Even though you may be DYING to talk about the breakup, or to ask her if she’s dating anyone, don’t.
Gentlemen are cool, calm, and collected. Again, this is why it’s so important to date other women. If your ex-girlfriend isn’t the only woman in your life, you’ll be a lot less stressed about what happens when you get together.
7: Don’t Hold A Grudge
This only applies to a small subsection of you guys, but I know some of you feel pretty angry that she dumped you.
That anger in a lot of cases is really just your reaction to the vulnerability of being rejected.
So let me remind you.
Gentlemen don’t hold grudges. If you want to yell and scream at her, the problem isn’t her. The problem is inside you.
If you really want her back, you need to remind yourself that anger is a poison. Find a way to work through it constructively so that you can let it go.

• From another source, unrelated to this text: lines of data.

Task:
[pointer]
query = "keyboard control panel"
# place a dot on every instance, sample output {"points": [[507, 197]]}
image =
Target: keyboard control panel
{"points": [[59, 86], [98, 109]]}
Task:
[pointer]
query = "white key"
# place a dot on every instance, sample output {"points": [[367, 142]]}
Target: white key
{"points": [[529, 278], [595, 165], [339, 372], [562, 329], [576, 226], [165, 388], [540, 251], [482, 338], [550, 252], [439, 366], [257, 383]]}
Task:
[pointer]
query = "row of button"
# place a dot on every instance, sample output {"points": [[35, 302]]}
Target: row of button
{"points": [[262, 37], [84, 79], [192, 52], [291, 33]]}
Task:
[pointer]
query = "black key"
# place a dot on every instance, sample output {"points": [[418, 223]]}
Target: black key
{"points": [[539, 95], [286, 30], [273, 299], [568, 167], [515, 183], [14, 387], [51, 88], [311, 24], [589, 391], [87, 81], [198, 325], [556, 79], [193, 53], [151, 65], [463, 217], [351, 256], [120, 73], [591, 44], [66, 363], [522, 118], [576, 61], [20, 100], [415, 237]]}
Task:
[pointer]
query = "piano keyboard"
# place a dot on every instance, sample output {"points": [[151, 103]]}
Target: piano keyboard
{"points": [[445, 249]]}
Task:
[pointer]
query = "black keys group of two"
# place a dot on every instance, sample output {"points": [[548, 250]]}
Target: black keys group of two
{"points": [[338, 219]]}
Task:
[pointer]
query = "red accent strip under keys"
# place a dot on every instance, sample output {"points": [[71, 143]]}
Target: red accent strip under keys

8: For The Love Of God, Don’t Lie
You might think you’ll impress her by spinning a lie as grand as Trump’s border wall.
But you won’t.
Gentlemen do not lie – because lying does not make you happy long term. Not only will she eventually find out about the lie, but if you feel compelled to keep it up you’ll eventually begin living in a fantasy world like half of the US Republican party (and Boris Johnson, for my U.K homies).
If you feel the need to pretend to be something you are not, you need to sit down and ask yourself if you are really living up to being the type of man you really want to be.
Gentlemen embrace a growth mindset – which means you can improve who you are with time and focused effort.
If I’ve noticed one thing in life, we tend to lie about the things we are insecure about.
So take note, take action, and fix those things.
But don’t, for the love of god, try to lie to your ex-girlfriend.
Learning to act like a true gentleman around your ex-girlfriend is a struggle. It personally took me YEARS to get the right balance, and that was only after I dated dozens of different women.